Les acronymes sont pléthore. Pour qu'un concept, aussi basique soit-il, ait une once de crédibilité, il doit impérativement être désigné par un sigle d'obédience anglo-saxonne. Une interprétation un peu trop phonétique peut conduire à de désagréables contresens.
Ainsi un "sas" n'est pas un espace de transition mais tout simplement la location d'un logiciel domicilié dans un cumulo-nimbus.
De même un "path", n'est pas comme son étymologie rosbif pourrait le laisser supposer, le chemin permettant d'accéder à un fichier ou à un document mais, une fois encore, la location d'un bazar peu déterminé réfugié dans un strato-cumulus.
Dans la même veine, l'inénarrable Bill Gates n'a rien trouvé de mieux que d'affubler ses nuages du qualificatif "azur". De deux choses l'une, soit le créateur de Microsoft est encore plus daltonien que votre serviteur et croit que les nébulosités sont bleues ; soit, à force d'être scotché à un écran de son ordinateur, Mister Windows a fini par oublier les plus élémentaires notions de météorologie.

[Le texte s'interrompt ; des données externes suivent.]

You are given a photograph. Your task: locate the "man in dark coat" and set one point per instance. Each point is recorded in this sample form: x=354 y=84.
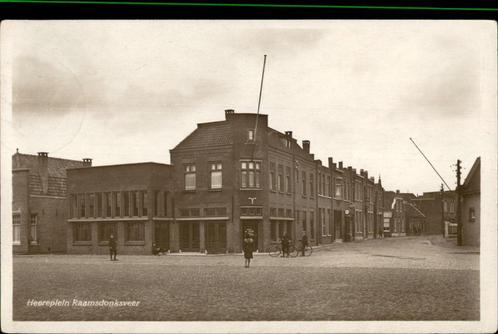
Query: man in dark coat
x=304 y=242
x=285 y=245
x=112 y=247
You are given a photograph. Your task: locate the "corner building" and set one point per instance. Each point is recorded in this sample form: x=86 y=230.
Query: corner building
x=239 y=173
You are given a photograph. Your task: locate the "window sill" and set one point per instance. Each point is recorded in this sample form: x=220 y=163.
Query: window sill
x=82 y=243
x=134 y=243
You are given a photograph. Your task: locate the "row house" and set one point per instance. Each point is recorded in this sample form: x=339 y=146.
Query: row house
x=133 y=202
x=39 y=193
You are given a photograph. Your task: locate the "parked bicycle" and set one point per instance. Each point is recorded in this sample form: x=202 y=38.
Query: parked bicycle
x=276 y=250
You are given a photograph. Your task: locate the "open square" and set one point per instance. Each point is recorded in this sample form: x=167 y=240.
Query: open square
x=408 y=278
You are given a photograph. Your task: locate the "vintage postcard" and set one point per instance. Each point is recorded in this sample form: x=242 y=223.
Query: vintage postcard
x=249 y=176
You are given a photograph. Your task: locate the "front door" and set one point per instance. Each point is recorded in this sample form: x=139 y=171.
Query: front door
x=161 y=235
x=253 y=225
x=189 y=237
x=337 y=224
x=216 y=237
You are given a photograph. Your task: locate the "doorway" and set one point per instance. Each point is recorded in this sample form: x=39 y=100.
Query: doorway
x=216 y=237
x=189 y=237
x=161 y=235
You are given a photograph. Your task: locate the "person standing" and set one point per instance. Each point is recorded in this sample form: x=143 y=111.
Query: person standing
x=113 y=247
x=285 y=245
x=304 y=242
x=248 y=248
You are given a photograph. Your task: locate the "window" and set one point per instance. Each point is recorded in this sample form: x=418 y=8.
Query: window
x=82 y=232
x=105 y=231
x=16 y=229
x=145 y=202
x=91 y=205
x=472 y=215
x=312 y=224
x=189 y=170
x=82 y=205
x=273 y=233
x=303 y=184
x=99 y=204
x=117 y=204
x=287 y=180
x=250 y=174
x=312 y=186
x=108 y=204
x=126 y=200
x=305 y=227
x=215 y=212
x=135 y=231
x=280 y=178
x=322 y=222
x=338 y=188
x=33 y=228
x=216 y=175
x=134 y=203
x=165 y=204
x=273 y=180
x=250 y=135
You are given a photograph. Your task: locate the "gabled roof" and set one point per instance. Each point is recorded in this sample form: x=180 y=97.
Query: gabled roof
x=208 y=134
x=473 y=180
x=56 y=166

Il y a une trentaine d'années, lorsque je commençais mon long parcours de salarié, l'endoctrinement alors en vogue inculquait que le client est le personnage le plus important de l'entreprise et que le choyer en permanence était indispensable à la survie du business.

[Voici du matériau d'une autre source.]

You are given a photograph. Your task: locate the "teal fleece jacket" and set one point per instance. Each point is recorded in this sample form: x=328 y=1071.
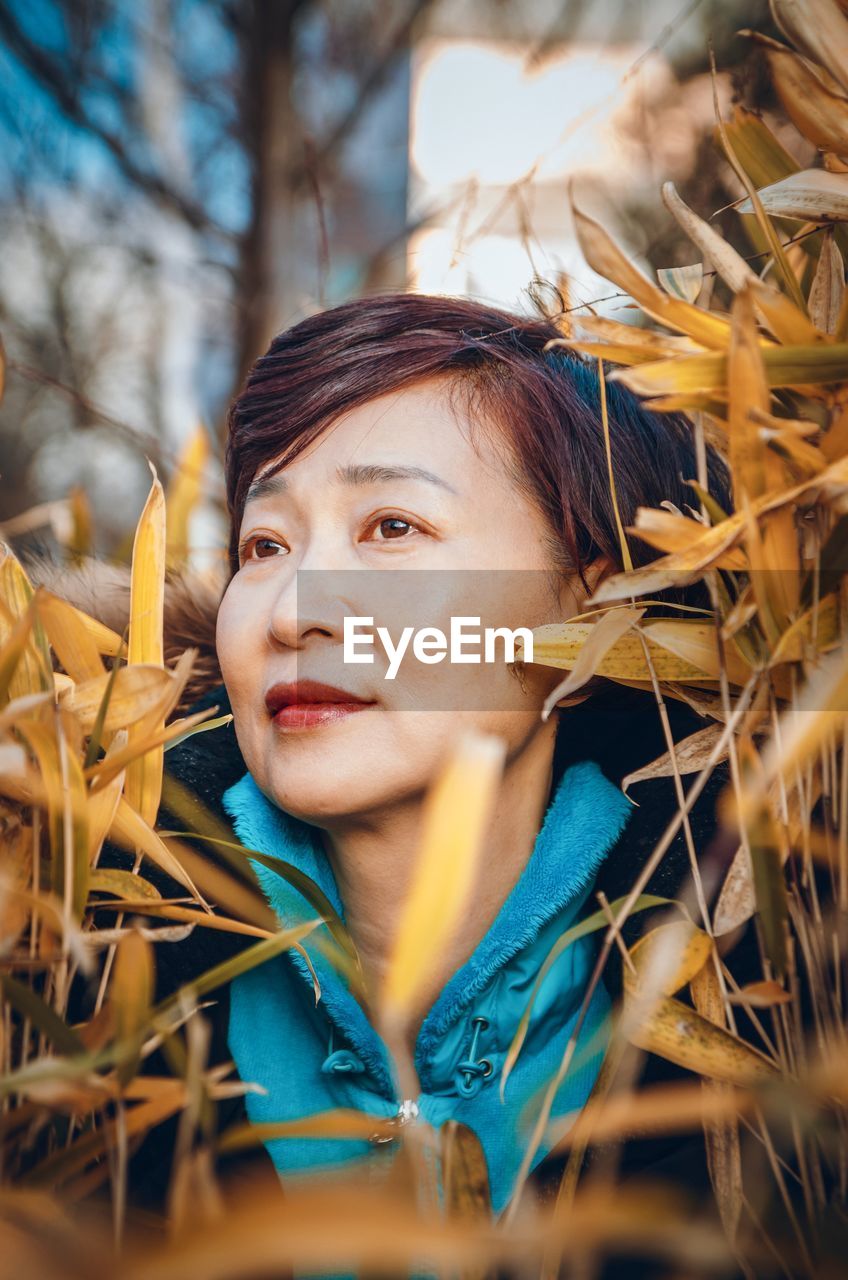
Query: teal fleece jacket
x=311 y=1056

L'informatique vient bousculer ce superbe catéchisme.
Ce que tout épicier ou boulanger nomme un client est dans le monde "ail ti" un usager.
Afin d'avancer masqué et ne pas trop désespérer les habitués des TER ou de la RATP, l'américain "iouzeur" est toutefois d'emploi systématique.

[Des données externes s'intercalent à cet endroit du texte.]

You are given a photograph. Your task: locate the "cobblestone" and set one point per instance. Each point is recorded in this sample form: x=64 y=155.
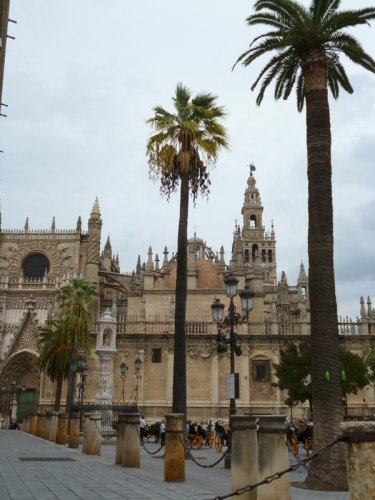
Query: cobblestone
x=95 y=478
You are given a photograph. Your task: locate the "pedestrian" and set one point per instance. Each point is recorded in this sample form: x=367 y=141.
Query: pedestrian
x=162 y=433
x=142 y=428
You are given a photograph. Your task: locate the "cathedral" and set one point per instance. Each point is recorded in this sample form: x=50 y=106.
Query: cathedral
x=131 y=360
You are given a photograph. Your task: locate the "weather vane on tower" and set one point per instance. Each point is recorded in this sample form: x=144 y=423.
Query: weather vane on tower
x=252 y=168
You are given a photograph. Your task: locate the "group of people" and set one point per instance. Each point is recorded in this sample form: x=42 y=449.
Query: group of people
x=204 y=431
x=194 y=429
x=299 y=431
x=157 y=430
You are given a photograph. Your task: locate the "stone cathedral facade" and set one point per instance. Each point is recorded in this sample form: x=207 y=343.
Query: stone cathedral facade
x=135 y=318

Le client - pour faire riche dîtes "claille hante" - est en fait le logiciel qu'utilise le client, pardon le "iouzeur".
Ce "claille hante" est désormais l'objet des soins assidus du personnel.
La preuve, un serveur est en permanence à son écoute, prêt à répondre à ses moindres requêtes grâce à un voire même plusieurs protocoles soigneusement établis.
La dernière mode venue de Californie est soucieuse de la sveltesse des "clailles hante". Les clients trop lourds n'ont plus la cote. Pour continuer à être servi, il est impératif de faire maigrir l'élément le plus important de l'informatique.
Quant à la satisfaction de l'usager, un logiciel - pardon, un client très léger - tachera de s'en enquérir dès que les règles business appropriées auront été définies ...
Informatiquement votre
Eléments de décodage, pardon, de reverse engineering
Pour les très rares lecteurs qui ne se sont pas encore "alités" :
. Cloud, nuage en français, se dit des installations informatiques réparties à travers la planète et accessibles par internet.
À titre d'exemple, les Humeurs Mondialisées sont domiciliées quelque part dans le "clou deux".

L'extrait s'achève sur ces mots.